Access Louisiana Education Funding Data at https://www.treasury.la.gov
Pelican’s report offers additional insights and recommendations for federal and state leaders to better align on state policy priorities, minimize “strings attached” and unnecessary bureaucratic hurdles, and avoid creating new federally funded programs that can’t be sustained. Read the report here.
Recommendations
The report offers the following recommendations:
- Congressional leaders and federal education officials should work with states to identify states’ biggest education needs, prioritize any federal funding opportunities accordingly, and minimize federal policy directives, red tape, and bureaucracy as part of the grantmaking process. Appropriations for federal grant programs and allocations to states and local school systems should empower state education agencies to advance state priorities.

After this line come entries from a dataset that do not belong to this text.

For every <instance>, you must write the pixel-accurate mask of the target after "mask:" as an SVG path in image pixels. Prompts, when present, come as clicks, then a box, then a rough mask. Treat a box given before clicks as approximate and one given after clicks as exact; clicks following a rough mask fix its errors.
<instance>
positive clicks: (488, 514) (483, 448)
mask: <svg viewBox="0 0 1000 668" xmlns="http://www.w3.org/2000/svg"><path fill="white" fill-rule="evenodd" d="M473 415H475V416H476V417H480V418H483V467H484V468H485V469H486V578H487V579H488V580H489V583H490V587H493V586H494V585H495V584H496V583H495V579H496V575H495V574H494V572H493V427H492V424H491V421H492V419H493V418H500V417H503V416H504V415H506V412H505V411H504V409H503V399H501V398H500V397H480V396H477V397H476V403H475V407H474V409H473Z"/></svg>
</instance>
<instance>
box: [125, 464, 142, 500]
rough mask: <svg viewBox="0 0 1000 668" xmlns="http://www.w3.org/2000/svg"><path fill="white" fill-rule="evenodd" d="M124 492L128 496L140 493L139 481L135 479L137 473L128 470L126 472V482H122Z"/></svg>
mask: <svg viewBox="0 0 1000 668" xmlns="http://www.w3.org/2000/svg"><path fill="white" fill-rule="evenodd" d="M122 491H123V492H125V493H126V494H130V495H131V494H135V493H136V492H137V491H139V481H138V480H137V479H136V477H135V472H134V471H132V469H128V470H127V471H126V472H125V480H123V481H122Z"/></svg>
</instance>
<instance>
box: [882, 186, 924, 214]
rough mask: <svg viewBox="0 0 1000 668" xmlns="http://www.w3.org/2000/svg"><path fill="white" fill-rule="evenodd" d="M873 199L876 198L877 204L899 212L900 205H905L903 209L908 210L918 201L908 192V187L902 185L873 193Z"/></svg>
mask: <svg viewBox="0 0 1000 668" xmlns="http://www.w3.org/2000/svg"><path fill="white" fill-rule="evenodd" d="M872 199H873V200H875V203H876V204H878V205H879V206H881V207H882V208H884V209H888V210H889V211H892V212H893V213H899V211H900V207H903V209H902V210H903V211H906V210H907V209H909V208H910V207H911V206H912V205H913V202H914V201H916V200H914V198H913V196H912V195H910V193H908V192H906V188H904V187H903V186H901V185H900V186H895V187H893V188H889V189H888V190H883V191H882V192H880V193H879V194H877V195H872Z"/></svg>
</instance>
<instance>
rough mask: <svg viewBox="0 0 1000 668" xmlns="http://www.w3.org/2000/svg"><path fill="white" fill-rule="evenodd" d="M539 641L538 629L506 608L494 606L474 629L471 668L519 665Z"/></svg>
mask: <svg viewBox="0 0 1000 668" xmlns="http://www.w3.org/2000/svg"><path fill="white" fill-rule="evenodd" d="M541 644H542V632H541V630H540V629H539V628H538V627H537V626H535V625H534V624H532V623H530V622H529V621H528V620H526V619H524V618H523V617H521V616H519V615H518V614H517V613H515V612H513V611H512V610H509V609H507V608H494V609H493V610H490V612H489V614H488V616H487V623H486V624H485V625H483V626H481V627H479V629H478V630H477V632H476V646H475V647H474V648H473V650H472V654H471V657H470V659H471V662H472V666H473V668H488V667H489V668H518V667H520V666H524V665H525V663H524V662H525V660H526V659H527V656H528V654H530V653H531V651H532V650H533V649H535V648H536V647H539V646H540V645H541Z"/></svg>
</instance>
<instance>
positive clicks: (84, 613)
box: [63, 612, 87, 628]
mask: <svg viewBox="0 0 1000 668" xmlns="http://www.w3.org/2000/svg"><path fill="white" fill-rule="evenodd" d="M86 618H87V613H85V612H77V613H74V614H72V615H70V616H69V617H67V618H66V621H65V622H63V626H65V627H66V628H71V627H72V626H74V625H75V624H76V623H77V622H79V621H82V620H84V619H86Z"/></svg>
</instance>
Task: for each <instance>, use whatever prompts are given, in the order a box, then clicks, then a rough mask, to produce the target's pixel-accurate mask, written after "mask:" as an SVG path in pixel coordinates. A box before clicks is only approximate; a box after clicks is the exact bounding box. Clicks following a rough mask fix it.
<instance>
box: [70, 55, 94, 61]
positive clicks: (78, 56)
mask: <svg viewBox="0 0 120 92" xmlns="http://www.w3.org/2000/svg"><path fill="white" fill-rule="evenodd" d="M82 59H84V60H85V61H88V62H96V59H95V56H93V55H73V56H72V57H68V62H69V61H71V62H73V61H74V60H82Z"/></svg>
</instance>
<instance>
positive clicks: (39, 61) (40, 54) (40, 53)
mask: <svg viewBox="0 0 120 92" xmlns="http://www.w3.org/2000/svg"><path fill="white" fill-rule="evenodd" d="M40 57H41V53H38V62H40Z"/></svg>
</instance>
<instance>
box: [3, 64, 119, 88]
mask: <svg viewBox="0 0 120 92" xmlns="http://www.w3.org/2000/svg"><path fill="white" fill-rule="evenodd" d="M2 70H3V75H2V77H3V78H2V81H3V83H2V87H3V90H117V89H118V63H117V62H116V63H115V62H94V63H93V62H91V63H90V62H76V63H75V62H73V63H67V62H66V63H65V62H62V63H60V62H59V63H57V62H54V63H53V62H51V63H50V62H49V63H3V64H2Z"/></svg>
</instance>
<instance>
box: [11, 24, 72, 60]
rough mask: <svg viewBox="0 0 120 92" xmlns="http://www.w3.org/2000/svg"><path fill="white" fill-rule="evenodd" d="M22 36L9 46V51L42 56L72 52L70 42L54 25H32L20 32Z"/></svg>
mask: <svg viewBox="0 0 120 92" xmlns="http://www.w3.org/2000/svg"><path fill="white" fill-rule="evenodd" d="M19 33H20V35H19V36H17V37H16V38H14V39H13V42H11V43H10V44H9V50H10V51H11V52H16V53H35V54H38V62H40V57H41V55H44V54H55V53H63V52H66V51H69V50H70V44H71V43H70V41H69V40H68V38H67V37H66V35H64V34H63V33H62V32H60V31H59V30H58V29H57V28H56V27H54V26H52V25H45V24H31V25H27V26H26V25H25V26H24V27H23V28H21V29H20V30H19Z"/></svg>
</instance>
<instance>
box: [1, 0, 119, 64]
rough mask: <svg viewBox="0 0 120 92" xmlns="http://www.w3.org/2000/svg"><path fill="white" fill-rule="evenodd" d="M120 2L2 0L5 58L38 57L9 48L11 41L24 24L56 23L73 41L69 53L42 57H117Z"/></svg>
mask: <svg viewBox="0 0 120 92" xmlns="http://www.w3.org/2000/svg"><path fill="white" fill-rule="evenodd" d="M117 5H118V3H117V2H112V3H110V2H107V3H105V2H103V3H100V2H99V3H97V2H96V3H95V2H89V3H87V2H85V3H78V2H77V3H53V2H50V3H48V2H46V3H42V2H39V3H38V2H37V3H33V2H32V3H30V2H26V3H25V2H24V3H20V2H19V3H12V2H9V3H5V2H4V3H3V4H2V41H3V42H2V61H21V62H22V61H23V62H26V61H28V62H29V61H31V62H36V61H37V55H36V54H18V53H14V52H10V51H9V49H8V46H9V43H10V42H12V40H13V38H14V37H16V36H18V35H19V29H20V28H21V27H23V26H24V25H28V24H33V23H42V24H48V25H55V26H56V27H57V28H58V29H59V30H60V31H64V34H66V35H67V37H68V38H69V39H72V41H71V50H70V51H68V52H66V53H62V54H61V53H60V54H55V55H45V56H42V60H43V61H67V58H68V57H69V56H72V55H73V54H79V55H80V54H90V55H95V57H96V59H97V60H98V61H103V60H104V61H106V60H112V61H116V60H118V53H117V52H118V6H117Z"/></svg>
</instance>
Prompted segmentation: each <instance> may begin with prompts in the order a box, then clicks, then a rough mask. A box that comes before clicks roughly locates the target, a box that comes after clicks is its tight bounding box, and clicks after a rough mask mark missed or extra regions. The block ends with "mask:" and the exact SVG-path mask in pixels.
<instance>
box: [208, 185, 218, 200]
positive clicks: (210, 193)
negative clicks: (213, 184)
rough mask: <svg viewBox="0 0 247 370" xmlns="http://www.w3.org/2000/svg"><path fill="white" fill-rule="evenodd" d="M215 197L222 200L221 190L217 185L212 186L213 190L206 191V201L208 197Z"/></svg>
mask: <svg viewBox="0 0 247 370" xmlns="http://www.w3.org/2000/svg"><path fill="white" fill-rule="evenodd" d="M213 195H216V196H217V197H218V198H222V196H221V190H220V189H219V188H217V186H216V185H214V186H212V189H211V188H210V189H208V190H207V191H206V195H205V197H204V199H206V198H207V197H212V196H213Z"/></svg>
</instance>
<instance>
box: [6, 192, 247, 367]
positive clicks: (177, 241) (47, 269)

- Congress should use the Congressional Review Act (CRA) to address cases of federal overreach in grantmaking programs and through federal agencies’ allocations of federal funds. Where new requirements or restrictions are imposed on states’ and localities’ use of funds that are not authorized by law, members of Congress should be able to rescind those provisions as they do with problematic federal regulations.
- Where the CRA is not leveraged or leveraged successfully, state attorneys general in collaboration with receiving agencies should not hesitate to take action through the courts when federal bureaucrats attempt to enforce new rules or otherwise legislate policy through grantmaking or requirements tied to the allocation of federal funds.
- State leaders should coordinate across executive and legislative branches of government to jointly plan for and actively monitor the use of federal funds and how federal requirements are being addressed—not just as a compliance exercise, but to reveal federal requirements that may conflict with state priorities and policies. State legislatures should play a more active role in consulting with state agencies about applying for and receiving federal funds, as well as planning for sustainability of funded activities and services if needed.
- State agency boards and state legislatures should regularly monitor how federal funding is being used to advance state priorities, particularly in annual budget hearings where additional state funding is requested.
- To enhance transparency, state websites and dashboards displaying public school finance information should include expenditures of federal dollars relative to state education priorities and identify unspent and carryover funds. The Louisiana Department of Education (LDOE) has begun to report this information and other state agencies in Louisiana and across the nation should do the same.